Much of the debate, then as now, was on Alvey’s engagement with AI. Since 1973 the field had been blighted by a highly negative review of its prospects by Sir James Lighthill, Lucasian Professor of Mathematics at Cambridge University. Lighthill saw real benefits as being at least 25 years away. By 1981 a group of leading AI academics, dubbed by Brian Oakley, the Alvey Programme Director, as the ‘artificial intelligentsia’, were ready to rehabilitate the subject. Wishing to avoid being tainted by the Lighthill review and the then current looser label of expert systems they came up with the name for IKBS – possibly one of the most obviously committee-designed terms ever coined. In turn, this was sub-divided into knowledge-based systems, image understanding and vision, speech and natural language, and logic programming. (System Architectures were also located in the IKBS division but were effectively a separate sub-programme.)
The evaluation acknowledged that the academic research base had been strengthened and that a new competence had been established in UK industry. Less encouragingly it reported that academic participants were particularly critical of their industrial partners. There was a dearth of firms willing or capable of exploiting the results. Contractual obligations were also a barrier with one project held up by an obligation to use UK hardware in preference to its US counterpart (described as a Trabant compared to a Ferrari). Staff recruitment and retention also hindered progress. A general lack of commercial follow-up left a sense of under-achievement and contributed to a second ‘winter’ albeit less explicitly than that induced by Lighthill.

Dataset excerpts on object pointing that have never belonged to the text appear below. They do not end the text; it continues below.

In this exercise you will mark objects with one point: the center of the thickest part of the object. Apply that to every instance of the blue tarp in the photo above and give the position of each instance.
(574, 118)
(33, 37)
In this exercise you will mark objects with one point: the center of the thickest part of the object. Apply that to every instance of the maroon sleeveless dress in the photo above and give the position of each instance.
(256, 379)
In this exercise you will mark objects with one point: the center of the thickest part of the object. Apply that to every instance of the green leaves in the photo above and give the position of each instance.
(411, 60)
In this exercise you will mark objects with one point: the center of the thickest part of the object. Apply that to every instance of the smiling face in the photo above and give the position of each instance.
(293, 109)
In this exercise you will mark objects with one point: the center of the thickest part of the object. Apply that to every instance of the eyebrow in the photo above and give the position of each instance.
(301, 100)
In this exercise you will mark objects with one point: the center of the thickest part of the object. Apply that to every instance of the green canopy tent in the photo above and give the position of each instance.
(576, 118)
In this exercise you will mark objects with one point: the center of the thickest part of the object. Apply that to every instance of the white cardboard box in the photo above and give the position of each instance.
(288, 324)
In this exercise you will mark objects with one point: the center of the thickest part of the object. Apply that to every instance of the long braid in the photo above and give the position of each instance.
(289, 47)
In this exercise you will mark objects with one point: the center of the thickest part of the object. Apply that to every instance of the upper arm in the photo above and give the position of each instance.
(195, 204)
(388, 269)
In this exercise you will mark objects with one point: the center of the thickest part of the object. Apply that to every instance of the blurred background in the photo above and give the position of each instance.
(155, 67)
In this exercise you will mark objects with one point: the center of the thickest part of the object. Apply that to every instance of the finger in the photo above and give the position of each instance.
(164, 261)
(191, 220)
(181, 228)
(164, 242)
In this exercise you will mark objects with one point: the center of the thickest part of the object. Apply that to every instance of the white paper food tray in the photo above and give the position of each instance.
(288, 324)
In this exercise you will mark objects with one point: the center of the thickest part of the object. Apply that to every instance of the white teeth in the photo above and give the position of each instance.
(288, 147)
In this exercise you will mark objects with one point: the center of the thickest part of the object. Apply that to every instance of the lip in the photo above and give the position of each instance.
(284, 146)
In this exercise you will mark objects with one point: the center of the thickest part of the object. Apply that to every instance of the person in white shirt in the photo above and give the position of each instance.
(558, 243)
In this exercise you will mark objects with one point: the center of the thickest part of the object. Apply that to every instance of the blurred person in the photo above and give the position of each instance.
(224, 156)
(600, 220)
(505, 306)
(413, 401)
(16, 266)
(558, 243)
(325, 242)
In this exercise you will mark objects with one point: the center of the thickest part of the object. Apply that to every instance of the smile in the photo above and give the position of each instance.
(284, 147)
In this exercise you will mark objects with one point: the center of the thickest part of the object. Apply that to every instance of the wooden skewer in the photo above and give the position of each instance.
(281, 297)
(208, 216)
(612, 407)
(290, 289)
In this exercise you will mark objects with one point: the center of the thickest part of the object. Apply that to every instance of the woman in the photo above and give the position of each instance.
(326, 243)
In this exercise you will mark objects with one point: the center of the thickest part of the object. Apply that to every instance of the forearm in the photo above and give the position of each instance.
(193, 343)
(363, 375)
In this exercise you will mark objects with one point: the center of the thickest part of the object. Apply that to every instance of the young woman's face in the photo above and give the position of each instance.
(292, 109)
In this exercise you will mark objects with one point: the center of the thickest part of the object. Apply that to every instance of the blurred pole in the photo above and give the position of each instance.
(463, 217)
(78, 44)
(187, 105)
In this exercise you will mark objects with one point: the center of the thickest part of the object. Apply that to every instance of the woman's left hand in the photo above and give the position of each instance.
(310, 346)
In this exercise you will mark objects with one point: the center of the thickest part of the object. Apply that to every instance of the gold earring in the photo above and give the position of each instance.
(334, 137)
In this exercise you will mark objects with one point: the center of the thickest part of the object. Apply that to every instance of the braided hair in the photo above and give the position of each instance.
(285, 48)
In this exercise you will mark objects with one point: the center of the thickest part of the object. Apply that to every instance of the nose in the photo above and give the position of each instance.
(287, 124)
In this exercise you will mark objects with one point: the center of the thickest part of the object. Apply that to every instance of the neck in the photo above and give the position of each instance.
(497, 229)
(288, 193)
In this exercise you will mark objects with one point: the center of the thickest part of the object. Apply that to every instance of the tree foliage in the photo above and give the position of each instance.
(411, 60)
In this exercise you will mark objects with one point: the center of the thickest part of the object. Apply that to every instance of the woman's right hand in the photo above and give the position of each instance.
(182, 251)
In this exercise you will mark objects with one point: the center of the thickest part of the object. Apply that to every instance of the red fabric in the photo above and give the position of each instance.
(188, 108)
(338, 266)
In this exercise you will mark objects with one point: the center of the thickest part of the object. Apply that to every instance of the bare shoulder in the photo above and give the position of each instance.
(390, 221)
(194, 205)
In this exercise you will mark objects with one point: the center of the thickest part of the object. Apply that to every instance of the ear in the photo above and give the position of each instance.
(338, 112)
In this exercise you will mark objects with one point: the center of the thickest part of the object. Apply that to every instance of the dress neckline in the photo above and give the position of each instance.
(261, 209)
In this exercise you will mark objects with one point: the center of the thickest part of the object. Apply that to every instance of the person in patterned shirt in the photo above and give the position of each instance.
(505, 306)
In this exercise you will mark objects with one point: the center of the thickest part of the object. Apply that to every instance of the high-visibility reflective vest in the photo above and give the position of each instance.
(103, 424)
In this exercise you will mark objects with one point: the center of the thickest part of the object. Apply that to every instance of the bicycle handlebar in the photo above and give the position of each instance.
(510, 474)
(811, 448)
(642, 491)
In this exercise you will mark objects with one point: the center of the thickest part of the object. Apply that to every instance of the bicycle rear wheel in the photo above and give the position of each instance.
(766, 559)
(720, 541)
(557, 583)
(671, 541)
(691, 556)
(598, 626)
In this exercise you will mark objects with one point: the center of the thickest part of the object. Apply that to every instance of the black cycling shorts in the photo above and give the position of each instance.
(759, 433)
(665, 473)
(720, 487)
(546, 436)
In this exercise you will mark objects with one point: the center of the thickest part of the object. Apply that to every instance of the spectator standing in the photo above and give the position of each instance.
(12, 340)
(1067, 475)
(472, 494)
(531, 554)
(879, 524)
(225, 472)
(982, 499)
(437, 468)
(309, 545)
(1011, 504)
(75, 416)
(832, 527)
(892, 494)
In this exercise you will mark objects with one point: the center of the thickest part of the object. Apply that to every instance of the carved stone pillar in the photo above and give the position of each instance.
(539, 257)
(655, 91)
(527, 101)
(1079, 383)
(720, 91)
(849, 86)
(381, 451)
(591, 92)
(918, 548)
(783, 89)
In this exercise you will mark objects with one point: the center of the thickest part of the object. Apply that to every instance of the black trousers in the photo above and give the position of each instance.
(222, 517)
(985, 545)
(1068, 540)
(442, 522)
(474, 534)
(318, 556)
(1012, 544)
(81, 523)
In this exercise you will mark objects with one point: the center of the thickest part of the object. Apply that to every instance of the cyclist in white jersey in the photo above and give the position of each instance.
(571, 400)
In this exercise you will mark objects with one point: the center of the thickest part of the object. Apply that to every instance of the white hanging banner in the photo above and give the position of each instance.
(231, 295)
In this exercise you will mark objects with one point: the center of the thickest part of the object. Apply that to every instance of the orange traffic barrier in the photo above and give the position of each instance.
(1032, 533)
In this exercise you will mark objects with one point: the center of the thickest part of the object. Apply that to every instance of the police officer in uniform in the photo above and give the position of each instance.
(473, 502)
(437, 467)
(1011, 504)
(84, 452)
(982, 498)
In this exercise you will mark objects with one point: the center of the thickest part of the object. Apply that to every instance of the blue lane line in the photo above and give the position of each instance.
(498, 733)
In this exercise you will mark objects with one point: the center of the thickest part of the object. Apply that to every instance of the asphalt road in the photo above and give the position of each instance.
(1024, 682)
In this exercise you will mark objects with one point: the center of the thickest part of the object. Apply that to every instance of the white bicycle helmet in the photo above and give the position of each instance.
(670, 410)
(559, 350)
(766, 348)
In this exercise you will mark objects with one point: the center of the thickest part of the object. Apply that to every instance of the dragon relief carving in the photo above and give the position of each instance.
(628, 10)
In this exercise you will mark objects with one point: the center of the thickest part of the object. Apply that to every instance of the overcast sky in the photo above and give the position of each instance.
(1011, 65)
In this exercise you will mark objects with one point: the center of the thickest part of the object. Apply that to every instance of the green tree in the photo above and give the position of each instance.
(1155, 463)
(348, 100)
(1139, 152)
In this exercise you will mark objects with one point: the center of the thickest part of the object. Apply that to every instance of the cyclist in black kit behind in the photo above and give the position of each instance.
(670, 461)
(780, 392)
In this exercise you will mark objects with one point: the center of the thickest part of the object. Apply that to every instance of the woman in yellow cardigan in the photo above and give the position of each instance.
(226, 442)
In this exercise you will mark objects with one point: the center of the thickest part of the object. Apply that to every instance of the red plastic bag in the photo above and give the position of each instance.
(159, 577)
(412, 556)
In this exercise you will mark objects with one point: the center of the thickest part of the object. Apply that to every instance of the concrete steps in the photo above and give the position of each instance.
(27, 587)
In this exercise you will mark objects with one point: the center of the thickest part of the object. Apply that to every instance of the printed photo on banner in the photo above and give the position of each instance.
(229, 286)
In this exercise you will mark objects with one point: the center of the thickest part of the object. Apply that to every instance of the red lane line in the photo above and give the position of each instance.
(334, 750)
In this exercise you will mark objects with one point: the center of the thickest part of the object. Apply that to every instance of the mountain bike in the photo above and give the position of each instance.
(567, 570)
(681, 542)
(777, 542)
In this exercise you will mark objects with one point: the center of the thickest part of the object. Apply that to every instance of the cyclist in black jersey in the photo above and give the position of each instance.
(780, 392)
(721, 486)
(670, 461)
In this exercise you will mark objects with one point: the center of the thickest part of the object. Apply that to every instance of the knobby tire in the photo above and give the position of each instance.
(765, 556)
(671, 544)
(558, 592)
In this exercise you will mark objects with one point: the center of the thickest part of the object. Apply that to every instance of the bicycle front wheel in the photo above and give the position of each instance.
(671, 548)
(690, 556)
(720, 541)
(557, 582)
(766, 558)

In the current AI Spring there is reason to hope that the ‘seasonal’ cycle will not be as exaggerated even if there is an inevitable drawback from some of the hype. Crucially, there is a far higher engagement by business and much potential in the combination of machine learning, robotics and data analytics. With the Industrial Strategy presenting AI as one of its four Grand Challenges, the key will be to avoid the over-reach of Alvey in trying to progress innovation and industrial development solely with an R&D initiative. Crucial complementary initiatives in training and skills, substantial user-engagement, greater focus in key centres and institutes and systematic attention to ethical issues through a responsible research and innovation approach are all necessary components of a sustainable innovation ecosystem for AI.